In the 1741 edition, the end of this last paragraph was abbreviated. After the words new arts and new pleasures, one read only: “For the rest, this idea has not yet been executed, and the author did not follow Newton’s discoveries. In the meantime, it seems to me that any fair-minded person can only praise the effort and genius of whoever seeks to enlarge the career of the arts and nature.” Table of colors and musical tones.

In the 1738 editions, as in that of 1741, after these last words, were the last three paragraphs of chapter xiii.
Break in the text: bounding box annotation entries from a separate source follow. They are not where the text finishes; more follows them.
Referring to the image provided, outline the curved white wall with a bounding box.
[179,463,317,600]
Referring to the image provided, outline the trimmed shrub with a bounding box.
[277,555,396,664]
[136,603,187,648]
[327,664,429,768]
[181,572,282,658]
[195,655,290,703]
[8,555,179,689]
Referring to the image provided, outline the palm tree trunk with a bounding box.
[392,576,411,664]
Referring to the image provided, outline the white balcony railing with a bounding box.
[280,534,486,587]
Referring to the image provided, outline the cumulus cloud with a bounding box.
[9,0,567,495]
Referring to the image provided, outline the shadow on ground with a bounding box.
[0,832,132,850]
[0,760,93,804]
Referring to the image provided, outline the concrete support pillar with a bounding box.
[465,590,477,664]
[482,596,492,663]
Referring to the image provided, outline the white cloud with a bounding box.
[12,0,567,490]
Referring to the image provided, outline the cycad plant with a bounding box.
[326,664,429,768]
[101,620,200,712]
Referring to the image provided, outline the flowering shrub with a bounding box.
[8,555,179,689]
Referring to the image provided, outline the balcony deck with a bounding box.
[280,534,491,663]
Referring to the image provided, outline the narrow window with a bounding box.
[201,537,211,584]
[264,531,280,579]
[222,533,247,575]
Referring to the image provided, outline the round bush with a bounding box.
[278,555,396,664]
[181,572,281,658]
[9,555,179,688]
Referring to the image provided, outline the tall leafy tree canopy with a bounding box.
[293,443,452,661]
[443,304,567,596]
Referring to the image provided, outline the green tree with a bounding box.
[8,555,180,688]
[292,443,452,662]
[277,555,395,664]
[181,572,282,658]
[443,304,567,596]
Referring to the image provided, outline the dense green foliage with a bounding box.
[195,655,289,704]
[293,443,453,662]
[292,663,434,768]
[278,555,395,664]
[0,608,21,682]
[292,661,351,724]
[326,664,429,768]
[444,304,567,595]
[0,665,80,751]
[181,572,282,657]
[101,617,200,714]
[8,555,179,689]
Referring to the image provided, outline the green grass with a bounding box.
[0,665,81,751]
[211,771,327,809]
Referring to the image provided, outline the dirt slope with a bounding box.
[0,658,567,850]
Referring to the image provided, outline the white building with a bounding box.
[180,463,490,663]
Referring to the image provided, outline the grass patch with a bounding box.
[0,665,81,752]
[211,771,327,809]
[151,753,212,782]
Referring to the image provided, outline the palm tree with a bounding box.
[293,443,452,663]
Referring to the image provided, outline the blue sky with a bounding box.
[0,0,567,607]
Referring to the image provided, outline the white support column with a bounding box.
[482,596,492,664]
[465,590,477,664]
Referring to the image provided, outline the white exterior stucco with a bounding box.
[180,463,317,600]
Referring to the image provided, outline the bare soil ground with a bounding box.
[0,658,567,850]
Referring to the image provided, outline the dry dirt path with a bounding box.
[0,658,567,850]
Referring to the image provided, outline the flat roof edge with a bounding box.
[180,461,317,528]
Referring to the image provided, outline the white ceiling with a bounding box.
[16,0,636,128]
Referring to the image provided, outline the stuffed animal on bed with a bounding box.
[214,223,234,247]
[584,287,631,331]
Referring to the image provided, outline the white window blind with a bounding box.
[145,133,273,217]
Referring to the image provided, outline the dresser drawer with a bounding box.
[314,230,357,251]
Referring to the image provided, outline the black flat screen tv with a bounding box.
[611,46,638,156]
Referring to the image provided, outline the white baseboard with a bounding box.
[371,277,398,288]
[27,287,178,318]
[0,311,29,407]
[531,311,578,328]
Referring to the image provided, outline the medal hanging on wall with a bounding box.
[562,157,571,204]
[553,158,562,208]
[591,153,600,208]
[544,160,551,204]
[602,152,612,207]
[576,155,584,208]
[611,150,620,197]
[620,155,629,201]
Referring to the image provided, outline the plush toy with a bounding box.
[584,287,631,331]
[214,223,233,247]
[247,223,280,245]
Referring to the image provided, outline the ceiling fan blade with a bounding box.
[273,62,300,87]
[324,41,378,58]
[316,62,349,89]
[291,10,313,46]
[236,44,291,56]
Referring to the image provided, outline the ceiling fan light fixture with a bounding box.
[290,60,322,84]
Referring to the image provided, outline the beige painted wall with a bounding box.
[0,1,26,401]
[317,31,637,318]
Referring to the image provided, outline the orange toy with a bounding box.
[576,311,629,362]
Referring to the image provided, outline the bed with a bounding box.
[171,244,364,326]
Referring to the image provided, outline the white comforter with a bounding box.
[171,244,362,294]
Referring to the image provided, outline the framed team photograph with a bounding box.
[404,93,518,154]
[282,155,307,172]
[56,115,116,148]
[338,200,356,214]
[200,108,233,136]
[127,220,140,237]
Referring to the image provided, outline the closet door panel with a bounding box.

This arrangement is in the 1748 edition.

It is Father Castel whom Voltaire designates here by the words ingenious philosopher, and whom he calls Euclid-Castel in his letter to Thieriot, of November 18, 1736. But in the letter of March 22, 1738, it is Zoile-Castel; in that to Rameau, of March 1738, it is the Don Quixote of mathematics;

In the letter to Maupertuis, of June 15, 1738, he disavows the praise he had given to Father Castel, and which he nevertheless still allowed to remain in 1741. (B.)